Excepcional fotografía de 1890 aproximadamente, en donde se ve el jardín principal. En la casa del portal Bravo, la que se ve debajo de las torres de San Agustín, es donde el autor de este relato, don José Rojas vivió.
A don José Rojas no tuve el gusto de conocerlo personalmente, pero, desde que llegó a mis manos el libro que escribió sobre la historia de Salamanca le comencé a tener un respeto y admiración muy especial al advertir que él tenía esa tarea muy bien entendida, la de conocer, rescatar y difundir lo que en estos rumbos y a lo largo de los años ha pasado. Cuando leí su relato sobre Otelo quedé impresionado, pensé era una mera fantasía, pero, ahora que encuentro una fotografía de él, veo que Otelo es, efectivamente, un perro que tiene su historia.

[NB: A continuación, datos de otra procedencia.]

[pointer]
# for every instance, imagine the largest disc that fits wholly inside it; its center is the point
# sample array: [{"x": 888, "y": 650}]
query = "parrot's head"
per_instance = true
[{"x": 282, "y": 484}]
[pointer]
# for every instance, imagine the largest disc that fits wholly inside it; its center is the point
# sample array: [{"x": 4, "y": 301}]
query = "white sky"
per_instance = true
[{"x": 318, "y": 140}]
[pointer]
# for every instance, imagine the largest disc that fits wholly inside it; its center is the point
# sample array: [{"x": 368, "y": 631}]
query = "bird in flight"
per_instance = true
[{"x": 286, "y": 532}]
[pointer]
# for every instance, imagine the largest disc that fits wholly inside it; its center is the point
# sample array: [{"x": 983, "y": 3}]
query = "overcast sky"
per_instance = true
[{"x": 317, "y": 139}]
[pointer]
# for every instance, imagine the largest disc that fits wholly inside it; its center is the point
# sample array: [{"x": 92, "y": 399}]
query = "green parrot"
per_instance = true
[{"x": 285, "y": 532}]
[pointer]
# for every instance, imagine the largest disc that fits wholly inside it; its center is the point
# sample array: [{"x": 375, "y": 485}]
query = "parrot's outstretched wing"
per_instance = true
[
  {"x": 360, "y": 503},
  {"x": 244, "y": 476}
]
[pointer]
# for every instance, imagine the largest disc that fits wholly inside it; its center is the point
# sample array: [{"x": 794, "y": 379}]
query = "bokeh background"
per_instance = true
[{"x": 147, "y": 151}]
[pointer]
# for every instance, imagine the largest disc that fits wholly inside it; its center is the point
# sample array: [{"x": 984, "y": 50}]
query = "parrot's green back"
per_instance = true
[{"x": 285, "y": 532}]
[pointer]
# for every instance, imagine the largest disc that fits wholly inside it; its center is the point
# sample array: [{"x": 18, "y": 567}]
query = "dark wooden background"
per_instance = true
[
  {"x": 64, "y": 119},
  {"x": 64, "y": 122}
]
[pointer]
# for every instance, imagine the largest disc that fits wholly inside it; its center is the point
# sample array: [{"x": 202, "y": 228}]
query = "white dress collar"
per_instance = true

Las señoritas de Salamanca, en una histórica fotografía tomada cuando los festejos del Centenario en 1910. Allí fiel a sus amos, Otelo.
Advertencia:
Que el lector no prejuzgue. No se tratará, en estas páginas, que deseo sean breves, de un drama de celos, ni del estudio psicológico de un celoso, ni menos aún de un ensayo sobre la tragedia de Shakespeare. El personaje de este relato, no cuento, porque lo que se narra sucedió como lo digo, cualquiera que sea la posible o ninguna explicación, se llamó Otelo y ésta es la única coincidencia con el título y personaje de universal renombre.
Un día cualquiera, hace pocos años, concretamente en 1965, Florencia, la cocinera de los Casillas les platicó que en el barrio donde vivía estaba sucediendo algo extraño.
Florencia, pesa a su nombre prócer, era una sirvienta ordinaria, es decir común y corriente, sin cultura ni conocimiento de nada que no fuera la experiencia de su dura vida y contaba los sucesos que veía o sabía de primera mano.
Y el suceso de que se trata era éste: allá en su barrio (oficialmente denominado con el pedante nombre de Colonia Guanajuato), que sería un centenar de casuchas, casi jacales, al otro lado del río, con paredes de adobe y entrecalles de polvo y lodo y una dizque placita, en verdad cien metros cuadrados de tierra suelta y brizna de yerba seca; allá en su barrio se comentaba, en esos días, que los niños que jugaban en ese prado baldío algunas tardes, ya muy al oscurecer veían acercarse y vagar por allí un perro grande y desconocido para todos, tan enorme y extraño que suspendían sus juegos y se iban, asustados, a sus casas y contaban lo que habían visto.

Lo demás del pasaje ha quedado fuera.